店長の武田真人さんに伺うと「初代がはじめた赤坂もちは、まずもちをとって、きなこをつけて食べるというかたちでした。それを3代目が工夫し、もちときなこを1つの器に入れ、1個ずつ風呂敷包み式にすることで、今のかたちになったのです」とのこと。なんでも、今ではめずらしくない風呂敷包みのもち菓子の元祖だとも言われているのだとか。
くるみと黒糖がおもちに練りこまれているため、黒蜜をかけたりせず、そのまま串でいただける赤坂もちですが、容器に入れたまま食べるのではなく、風呂敷に中身を開けるのが正しい食べ方。ひとくち頬張れば、きなこの風味と、黒糖の優しい甘さが広がり、くるみの香ばしさが噛むほどに伝わってきます。

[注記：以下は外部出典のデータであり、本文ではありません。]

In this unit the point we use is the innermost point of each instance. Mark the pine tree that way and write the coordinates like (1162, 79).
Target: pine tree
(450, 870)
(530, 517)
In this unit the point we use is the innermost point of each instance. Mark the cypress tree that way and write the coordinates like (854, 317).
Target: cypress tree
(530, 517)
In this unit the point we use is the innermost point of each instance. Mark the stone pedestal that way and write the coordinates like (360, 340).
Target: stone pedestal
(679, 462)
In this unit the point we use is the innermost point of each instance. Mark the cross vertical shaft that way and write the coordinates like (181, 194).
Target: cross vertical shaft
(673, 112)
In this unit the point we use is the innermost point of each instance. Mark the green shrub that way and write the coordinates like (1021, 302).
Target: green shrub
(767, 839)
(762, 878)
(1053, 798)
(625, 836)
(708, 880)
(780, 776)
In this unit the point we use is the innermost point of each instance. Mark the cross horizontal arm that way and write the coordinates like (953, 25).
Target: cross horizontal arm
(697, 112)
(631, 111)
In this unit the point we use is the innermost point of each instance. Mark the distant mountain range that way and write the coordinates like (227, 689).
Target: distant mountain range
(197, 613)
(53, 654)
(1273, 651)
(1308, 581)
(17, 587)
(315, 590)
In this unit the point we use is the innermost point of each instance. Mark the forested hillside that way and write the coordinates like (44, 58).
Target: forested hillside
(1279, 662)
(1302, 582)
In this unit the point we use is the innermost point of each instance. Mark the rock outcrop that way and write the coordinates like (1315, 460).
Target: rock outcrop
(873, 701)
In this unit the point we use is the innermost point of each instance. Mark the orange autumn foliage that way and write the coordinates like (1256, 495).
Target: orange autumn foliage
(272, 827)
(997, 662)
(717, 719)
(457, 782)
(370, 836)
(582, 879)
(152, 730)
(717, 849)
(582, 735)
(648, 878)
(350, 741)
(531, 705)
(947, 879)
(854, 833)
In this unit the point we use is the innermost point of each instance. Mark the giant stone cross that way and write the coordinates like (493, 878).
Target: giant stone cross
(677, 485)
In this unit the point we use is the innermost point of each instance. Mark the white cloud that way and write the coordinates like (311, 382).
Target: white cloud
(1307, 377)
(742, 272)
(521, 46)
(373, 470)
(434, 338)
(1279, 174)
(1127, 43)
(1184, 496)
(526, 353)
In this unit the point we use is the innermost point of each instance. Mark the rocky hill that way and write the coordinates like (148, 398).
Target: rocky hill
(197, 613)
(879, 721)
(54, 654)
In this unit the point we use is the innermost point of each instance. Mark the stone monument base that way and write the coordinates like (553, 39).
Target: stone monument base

実はこの赤坂もちは、あのアップルの創業者である故・スティーブ・ジョブズ氏もカリフォルニアまでお取り寄せしていたそうです。「仲介のとある日本人男性から、アメリカのカリフォルニアに詰め合わせを送ってほしいとの注文を受け、相手の名も聞かないまま半年ほど発送を続けていたんです。ですが、最後に注文主がスティーブ・ジョブズさんだったと教えていただいたんです」と武田店長はお話しされていました。
「どのお菓子がお気に入りだったのかは定かではないのですが、詰め合わせの中には赤坂もちも入っていました。どうやって我々のことを知っていただいたのかは分からないのですが、半年間も注文を続けてくださり、とても嬉しく思いました」とのことで、スティーブ・ジョブズは赤坂もちもおそらく食べていたことでしょう。
禅の思想を通し、日本の文化に強い興味を持っていたというスティーブ・ジョブズ。彼のことを思いながら頬張る赤坂もちは、いちだんと深い味に感じられました。